Of course, we moderns have reason to wonder about our ability to focus. With our dependence on smart phones, our capacity to pay attention to any one thing for any length of time has shrunk dramatically. One Madison Avenue ad agency has adopted the motto: “6.5 seconds”. That’s right. They operate on the premise that most folks can focus but 6.5 seconds before losing attention!
Maybe we can focus longer, but we still struggle to keep our minds from drifting at prayer. Most of us then would do well to set modest goals for our praying at first, in the hope that we can achieve small successes and build some spiritual momentum. Many of us would do well to attempt a regular time of daily prayer no longer than five minutes. We can ask a friend or two to pray for us and hold us accountable; create a time and place each day that is free from electronic and other distractions; and see what happens. If we persevere in the practice, we might be surprised by how much we hear from God and how eager we become to linger longer in prayer!

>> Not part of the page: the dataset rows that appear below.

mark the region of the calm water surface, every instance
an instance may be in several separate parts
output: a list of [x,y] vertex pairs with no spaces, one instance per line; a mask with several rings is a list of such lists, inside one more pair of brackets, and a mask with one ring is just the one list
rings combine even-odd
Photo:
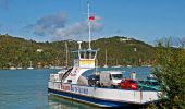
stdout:
[[[106,70],[106,69],[100,69]],[[136,71],[138,78],[146,78],[151,68],[107,69],[124,71],[130,77]],[[0,109],[84,109],[95,108],[58,97],[49,96],[47,84],[50,73],[59,70],[0,70]],[[85,75],[89,75],[86,72]]]

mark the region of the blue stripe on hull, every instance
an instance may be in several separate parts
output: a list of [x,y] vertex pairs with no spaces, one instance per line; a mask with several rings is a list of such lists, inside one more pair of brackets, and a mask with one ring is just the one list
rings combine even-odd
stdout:
[[61,97],[100,106],[100,107],[139,107],[139,105],[135,105],[135,104],[103,100],[103,99],[98,99],[98,98],[88,97],[88,96],[82,96],[78,94],[72,94],[72,93],[55,90],[55,89],[50,89],[50,88],[48,88],[48,93],[57,95],[57,96],[61,96]]

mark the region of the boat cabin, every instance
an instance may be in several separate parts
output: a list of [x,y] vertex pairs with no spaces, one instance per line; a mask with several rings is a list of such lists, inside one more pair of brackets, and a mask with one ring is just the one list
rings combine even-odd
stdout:
[[73,65],[79,68],[95,68],[95,61],[98,50],[79,49],[72,51],[73,53]]

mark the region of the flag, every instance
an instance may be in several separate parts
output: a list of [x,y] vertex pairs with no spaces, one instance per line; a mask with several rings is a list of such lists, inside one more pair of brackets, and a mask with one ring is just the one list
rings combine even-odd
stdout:
[[89,16],[89,21],[94,21],[95,20],[95,16]]

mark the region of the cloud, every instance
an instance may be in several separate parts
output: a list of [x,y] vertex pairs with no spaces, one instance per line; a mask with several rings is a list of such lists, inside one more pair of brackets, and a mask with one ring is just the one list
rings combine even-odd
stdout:
[[[86,37],[82,37],[82,35],[87,34],[87,21],[77,22],[72,25],[69,25],[67,21],[69,17],[66,13],[61,12],[54,15],[44,16],[35,24],[28,25],[25,28],[32,29],[32,32],[38,36],[49,36],[51,40],[86,39]],[[92,32],[101,31],[103,28],[100,21],[101,17],[96,16],[96,20],[91,22]]]
[[0,0],[0,8],[8,9],[10,5],[10,0]]
[[35,24],[28,25],[25,28],[32,29],[35,35],[47,36],[54,33],[55,29],[65,27],[67,15],[58,13],[39,19]]

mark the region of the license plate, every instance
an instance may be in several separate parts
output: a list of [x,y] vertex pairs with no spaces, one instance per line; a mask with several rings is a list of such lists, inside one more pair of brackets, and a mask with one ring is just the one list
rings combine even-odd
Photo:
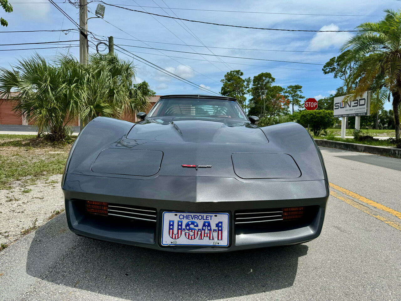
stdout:
[[228,246],[228,213],[163,213],[163,246]]

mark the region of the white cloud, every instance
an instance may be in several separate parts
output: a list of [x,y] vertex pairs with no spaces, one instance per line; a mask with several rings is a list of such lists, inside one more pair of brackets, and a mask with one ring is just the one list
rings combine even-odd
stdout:
[[50,10],[50,4],[36,3],[43,2],[43,0],[31,0],[30,2],[33,3],[12,3],[14,11],[17,14],[22,14],[24,18],[28,19],[41,20],[48,17],[47,14]]
[[200,86],[203,88],[205,88],[205,89],[207,89],[209,90],[210,89],[210,87],[209,87],[209,86],[207,86],[205,85],[204,85],[203,83],[201,83],[200,85],[199,85]]
[[164,83],[161,83],[156,86],[156,89],[157,90],[163,90],[168,87],[168,85]]
[[[339,28],[338,26],[332,23],[329,25],[324,25],[320,30],[338,31]],[[331,46],[340,47],[351,36],[349,33],[316,33],[309,43],[309,49],[319,50]]]
[[139,76],[135,77],[135,83],[142,83],[143,81],[144,80],[142,79]]
[[191,78],[195,76],[194,71],[189,67],[184,66],[183,65],[178,65],[176,68],[175,72],[173,72],[178,76],[187,79]]
[[[174,67],[167,67],[165,69],[169,72],[174,73],[182,78],[188,79],[194,76],[195,74],[193,70],[189,67],[183,65],[178,65],[176,68]],[[158,71],[157,75],[155,77],[155,79],[158,81],[169,82],[171,81],[172,77],[165,73]]]

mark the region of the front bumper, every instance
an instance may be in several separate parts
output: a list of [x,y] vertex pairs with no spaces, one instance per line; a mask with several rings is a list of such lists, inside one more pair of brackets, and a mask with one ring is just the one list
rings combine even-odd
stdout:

We might think of each time of prayer as a blank sheet of paper on which God might write messages. If we type everything that comes to us on the page, with single-line spacing, from edge to edge, we’ll be so overwhelmed with all that compacted verbiage that nothing will stand out and the most important stuff will be lost in an overload of words that hides much by including too much. If, however, we double-space and leave one inch margins, what really needs to be recorded and remembered can stand out, capture our attention and be found again when we need to be reminded of it.
In college I was taught to type with double-spacing and 1” margins. Believe it or not, when you do that, your page is over 50% empty space! But all that emptiness brings an advantage. It makes obvious, meaningful and memorable what is most significant.
We need to have the same empty spaces in our praying and our living that God might fill them with His messages from Scripture and the Spirit.
To hone in on the things above, we have to put to the side some other things. Let us then focus on first things first and be all eyes and ears for God – and so develop a rich and transformational relationship with the best Conversation Partner ever. Let us orient ourselves aright, and pray without ceasing!